Gazeta da Torre
Quando milhões de pessoas, Brasil afora, pularam sete
ondinhas na passagem de 2019 para 2020, estouraram garrafas de champanhe e
separaram sementes de uva para garantir prosperidade e felicidade no novo ano,
ninguém esperava por isso. Quando seguidores dos mais variados e relevantes
credos fizeram suas orações por um 2020 cheio de paz, ninguém esperava por
isso. Quando se escolheu a cor da roupa para o Reveillon entre o amarelo para
ter dinheiro ou o vermelho para ter sorte no amor, também ninguém esperava por
isso. Porque mais do que um novo ano cheio de expectativas e esperanças, um ano
regido no horóscopo chinês pelo rato, o que ganhamos no primeiro trimestre de
2020 foi um ano inteiro regido por dois nomes, sinônimos entre si em sua
performance maligna: coronavírus e covid-19. Não houve ondinha que desse jeito
nesse bicho do mal. E também não houve cor de roupa que pudesse garantir um bom
ano quando a doença se espalhou como rastilho de pólvora por todas as latitudes
do planeta – qual é o tom certo para combater um vírus? Mas 2020 seguiu seu
curso, aos trancos e barrancos, é verdade, com muitas e lamentáveis perdas, e
todos, sem exceção – até aqueles que fingiam não ver o mal que se alastrava ou
o minimizava -, tiveram que se reinventar e se adaptar nesse novo e estranho
normal de distanciamento social, máscaras no rosto e vida vivida virtualmente.
Nesse novo quadro de reinvenção, a Cultura – com “C”
maiúsculo mesmo – teve um papel essencial.
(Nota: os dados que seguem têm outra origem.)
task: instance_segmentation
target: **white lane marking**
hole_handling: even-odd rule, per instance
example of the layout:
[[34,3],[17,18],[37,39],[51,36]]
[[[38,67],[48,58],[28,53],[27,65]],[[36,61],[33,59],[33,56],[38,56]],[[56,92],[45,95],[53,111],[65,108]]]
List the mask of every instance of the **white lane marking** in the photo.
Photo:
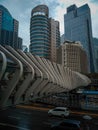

Porque, se nossa saúde física
depende, e muito, das descobertas da Ciência, das vacinas que estão chegando e
dos profissionais de saúde que se esmeraram e continuam se esmerando em tratar
milhares de doentes, a nossa saúde mental – e anímica – esteve nas mãos dos
bens culturais que conseguimos consumir ao longo desses meses pandêmicos.
Esteve e ainda está. E não importa se a sanidade da alma conseguiu ser mantida
maratonando séries, lendo livros ou vendo lives atrás de lives no computador. O
importante foi consumir cultura e, com ela, garantir a nossa relação com o
mundo sensível e fugaz que passamos a admirar este ano, na maioria das vezes,
apenas pelas janelas.
“Sem a cultura, e a liberdade relativa que ela pressupõe,
a sociedade, por mais perfeita que seja, não passa de uma selva”, afirmou certa
vez o escritor franco-argelino Albert Camus, coincidentemente autor de uma obra
chamada A Peste. E para que a nossa sociedade não virasse uma jângal cuja
salvação seria o ar condicionado de um shopping, consumiu-se cultura da forma
que foi possível. Os teatros, cinemas, casas de espetáculo, livrarias, estão
fechados? Caiamos, então, na virtualidade do ser e do estar, com as telas dos
computadores, tablets e celulares – eivadas da assepsia do distanciamento
social – se transformando nos novos cinemas, estantes e palcos da nova ordem.
“A música tem vocação civilizatória, porque nos ensina a
ouvir. Se a gente ouvisse mais uns aos outros, em vez de estar ressaltando
diferenças, estaríamos ressaltando semelhanças”, afirmou ao Jornal da USP o
professor Gil Jardim, maestro titular da Orquestra de Câmara da
Escola de Comunicações e Artes da USP, a Ocam. Foi pensando justamente nessa
vocação que a orquestra levou ao ar o vídeo Espero que Nomes Consigam Tocar,
uma homenagem às vítimas da covid-19 que contou com a participação do músico
Chico César.
“É também uma forma de fortalecer o vínculo entre os
cantores neste momento tão complicado, além de continuarmos cantando”, explicou
Robert Gavidia Bovadilla, um dos idealizadores do projeto.